# What's happened to the wee red flags?



## Brandane (23 Apr 2022)

Notifications, I think is the proper name for them! Where have they gone? I have checked my preference settings and I should be getting notified when someone reacts to my posts, or sends a PM, or quotes me. Other than that, I'm not bothered. 
I know people have been reacting to posts as the posts shows reactions along the bottom. But no red flags, mostly. Randomly, they do appear!


----------



## Pat "5mph" (23 Apr 2022)

Do you mean the red numbers on top of the bell just before the search box?
I have them, as normal.
Anyone else that doesn't have them?


----------



## Brandane (23 Apr 2022)

Pat 5mph said:


> Do you mean the red numbers on top of the bell just before the search box?
> I have them, as normal.
> Anyone else that doesn't have them?



That's them - wee red numbers beside the bell.


----------



## annedonnelly (23 Apr 2022)

I'm getting them for likes and watched threads but I think I've been tagged by a couple of people and they haven't shown as alerts. I've checked my preferences and they should be showing. Obviously I don't know if any others are missing


----------



## Pat "5mph" (23 Apr 2022)

annedonnelly said:


> I'm getting them for likes and watched threads but I think I've been tagged by a couple of people and they haven't shown as alerts. I've checked my preferences and they should be showing. Obviously I don't know if any others are missing


Ime, sometimes the tagging does not show if the same post is also quoted in response.
Let's notify @Shaun about the alerts not showing


----------



## classic33 (23 Apr 2022)

Pat "5mph" said:


> Ime, sometimes the tagging does not show if the same post is also quoted in response.
> Let's notify @Shaun about the alerts not showing


If a post was edited, maybe to tag the person, then no alert would be generated.


----------



## Pat "5mph" (23 Apr 2022)

classic33 said:


> If a post was edited, maybe to tag the person, then no alert would be generated.


True this, I forgot!


----------



## classic33 (23 Apr 2022)

Pat "5mph" said:


> True this, I forgot!


You forgot!
Is that allowed?


----------



## Mo1959 (23 Apr 2022)

Mine has been playing up a bit. It often says there’s much more notifications than there are when you actually click on it.


----------



## Andy in Germany (24 Apr 2022)

Mo1959 said:


> Mine has been playing up a bit. It often says there’s much more notifications than there are when you actually click on it.

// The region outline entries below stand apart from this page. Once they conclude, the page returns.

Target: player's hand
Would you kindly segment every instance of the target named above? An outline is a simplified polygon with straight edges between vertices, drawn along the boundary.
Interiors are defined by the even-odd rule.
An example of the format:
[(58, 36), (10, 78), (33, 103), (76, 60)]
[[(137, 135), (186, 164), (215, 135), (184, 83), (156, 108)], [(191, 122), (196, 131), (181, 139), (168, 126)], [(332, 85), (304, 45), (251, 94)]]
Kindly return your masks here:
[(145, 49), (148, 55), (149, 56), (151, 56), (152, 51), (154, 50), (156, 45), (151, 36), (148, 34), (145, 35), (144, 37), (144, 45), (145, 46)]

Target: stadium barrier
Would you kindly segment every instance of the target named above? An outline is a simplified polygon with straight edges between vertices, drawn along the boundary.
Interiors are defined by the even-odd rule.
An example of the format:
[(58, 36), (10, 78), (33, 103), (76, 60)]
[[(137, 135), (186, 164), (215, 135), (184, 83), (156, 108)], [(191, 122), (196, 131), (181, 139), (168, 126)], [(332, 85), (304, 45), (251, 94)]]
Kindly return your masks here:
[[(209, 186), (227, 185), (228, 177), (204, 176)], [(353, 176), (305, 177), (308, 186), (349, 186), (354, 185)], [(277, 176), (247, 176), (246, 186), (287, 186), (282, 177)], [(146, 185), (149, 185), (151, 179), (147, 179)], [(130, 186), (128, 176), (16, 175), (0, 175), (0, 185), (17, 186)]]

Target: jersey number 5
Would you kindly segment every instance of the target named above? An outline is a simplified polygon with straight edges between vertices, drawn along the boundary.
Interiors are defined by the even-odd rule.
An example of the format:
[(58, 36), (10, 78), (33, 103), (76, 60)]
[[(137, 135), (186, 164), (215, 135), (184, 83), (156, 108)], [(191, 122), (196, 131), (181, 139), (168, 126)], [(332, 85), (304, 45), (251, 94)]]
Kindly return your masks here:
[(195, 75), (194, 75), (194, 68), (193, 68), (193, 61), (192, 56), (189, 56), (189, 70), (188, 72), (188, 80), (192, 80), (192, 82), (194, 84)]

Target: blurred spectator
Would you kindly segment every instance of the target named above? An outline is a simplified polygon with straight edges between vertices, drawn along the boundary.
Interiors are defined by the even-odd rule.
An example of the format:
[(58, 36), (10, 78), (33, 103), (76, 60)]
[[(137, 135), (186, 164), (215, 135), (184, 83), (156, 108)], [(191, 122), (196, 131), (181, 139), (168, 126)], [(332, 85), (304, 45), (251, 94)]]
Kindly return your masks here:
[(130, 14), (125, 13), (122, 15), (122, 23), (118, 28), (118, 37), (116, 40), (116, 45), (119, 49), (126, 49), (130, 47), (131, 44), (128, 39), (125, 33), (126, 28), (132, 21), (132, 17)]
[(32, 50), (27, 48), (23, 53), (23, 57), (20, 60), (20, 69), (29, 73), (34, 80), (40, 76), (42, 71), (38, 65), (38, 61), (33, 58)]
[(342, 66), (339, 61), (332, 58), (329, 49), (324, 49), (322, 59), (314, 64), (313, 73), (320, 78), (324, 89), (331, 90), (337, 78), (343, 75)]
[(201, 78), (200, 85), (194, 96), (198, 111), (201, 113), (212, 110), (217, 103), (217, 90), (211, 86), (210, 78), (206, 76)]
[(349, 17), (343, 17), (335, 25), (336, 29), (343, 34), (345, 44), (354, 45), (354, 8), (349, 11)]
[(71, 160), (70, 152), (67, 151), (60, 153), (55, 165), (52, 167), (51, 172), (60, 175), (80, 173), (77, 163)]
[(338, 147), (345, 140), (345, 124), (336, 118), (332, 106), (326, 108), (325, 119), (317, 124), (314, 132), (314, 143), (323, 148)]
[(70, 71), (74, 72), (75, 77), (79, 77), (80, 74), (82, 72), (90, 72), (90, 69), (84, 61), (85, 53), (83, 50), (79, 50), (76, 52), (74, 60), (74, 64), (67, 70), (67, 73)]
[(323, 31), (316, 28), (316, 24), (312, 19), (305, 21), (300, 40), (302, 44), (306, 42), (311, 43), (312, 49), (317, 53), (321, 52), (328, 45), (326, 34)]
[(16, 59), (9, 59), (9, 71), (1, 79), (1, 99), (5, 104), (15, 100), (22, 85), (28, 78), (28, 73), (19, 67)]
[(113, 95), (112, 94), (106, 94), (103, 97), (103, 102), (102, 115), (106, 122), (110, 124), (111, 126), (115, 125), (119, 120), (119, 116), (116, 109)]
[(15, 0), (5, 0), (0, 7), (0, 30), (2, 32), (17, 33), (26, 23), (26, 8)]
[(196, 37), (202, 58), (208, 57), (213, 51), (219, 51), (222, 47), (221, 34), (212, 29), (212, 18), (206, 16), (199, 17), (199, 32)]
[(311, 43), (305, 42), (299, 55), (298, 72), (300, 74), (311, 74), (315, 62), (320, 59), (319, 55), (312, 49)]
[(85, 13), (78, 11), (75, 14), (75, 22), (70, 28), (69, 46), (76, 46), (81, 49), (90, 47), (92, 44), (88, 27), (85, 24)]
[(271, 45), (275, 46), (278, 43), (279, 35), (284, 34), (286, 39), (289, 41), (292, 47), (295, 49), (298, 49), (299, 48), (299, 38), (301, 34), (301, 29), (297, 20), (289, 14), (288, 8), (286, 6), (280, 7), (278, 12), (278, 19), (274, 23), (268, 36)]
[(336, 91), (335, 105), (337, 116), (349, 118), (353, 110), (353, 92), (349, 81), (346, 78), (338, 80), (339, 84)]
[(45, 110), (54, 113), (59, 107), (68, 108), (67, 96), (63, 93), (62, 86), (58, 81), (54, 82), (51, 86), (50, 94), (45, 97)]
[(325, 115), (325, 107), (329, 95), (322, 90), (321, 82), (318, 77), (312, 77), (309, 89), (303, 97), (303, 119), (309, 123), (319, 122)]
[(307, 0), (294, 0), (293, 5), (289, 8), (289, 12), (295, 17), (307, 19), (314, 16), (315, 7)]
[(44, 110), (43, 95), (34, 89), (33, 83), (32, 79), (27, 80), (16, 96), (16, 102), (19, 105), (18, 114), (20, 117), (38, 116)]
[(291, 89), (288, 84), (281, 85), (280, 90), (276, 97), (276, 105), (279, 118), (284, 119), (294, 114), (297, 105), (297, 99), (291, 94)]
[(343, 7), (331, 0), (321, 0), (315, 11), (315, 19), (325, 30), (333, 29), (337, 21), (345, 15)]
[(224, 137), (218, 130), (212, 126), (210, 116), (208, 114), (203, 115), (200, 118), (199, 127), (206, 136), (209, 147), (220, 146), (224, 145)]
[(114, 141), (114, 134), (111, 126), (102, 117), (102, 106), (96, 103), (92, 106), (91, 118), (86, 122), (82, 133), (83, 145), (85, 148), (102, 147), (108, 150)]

I've noticed this too. It aggregates the notifications when you click on the bell. 

I've found the notifications generally to be a bit hit and miss, so I got into the habit of clicking "mark forums read" when I finish which seems to reset it.


----------



## classic33 (24 Apr 2022)

Andy in Germany said:


> I've noticed this too. *It aggregates the notifications when you click on the bell.*
> 
> I've found the notifications generally to be a bit hit and miss, so I got into the habit of clicking "mark forums read" when I finish which seems to reset it.


You can set a figure for the number of each type of alert, which should then show all alerts as seperate ones.


----------



## Dogtrousers (24 Apr 2022)

Mo1959 said:


> Mine has been playing up a bit. It often says there’s much more notifications than there are when you actually click on it.



You're obviously getting @Brandane 's notifications.


----------



## SpokeyDokey (24 Apr 2022)

Pat 5mph said:


> Ime, sometimes the tagging does not show if the same post is also quoted in response.
> Let's notify @Shaun about the alerts not showing



Hi Pat - hope all is well in Modland. 

It's been flaky for some time for me eg The Retirement thread I wasn't getting any notifications at all for a while.

Logged out, logged back in, (cache cleared) and it was a little better for a while although very sporadic - and still is.


----------



## Brandane (24 Apr 2022)

Dogtrousers said:


> You're obviously getting @Brandane 's notifications.



I got that one!


----------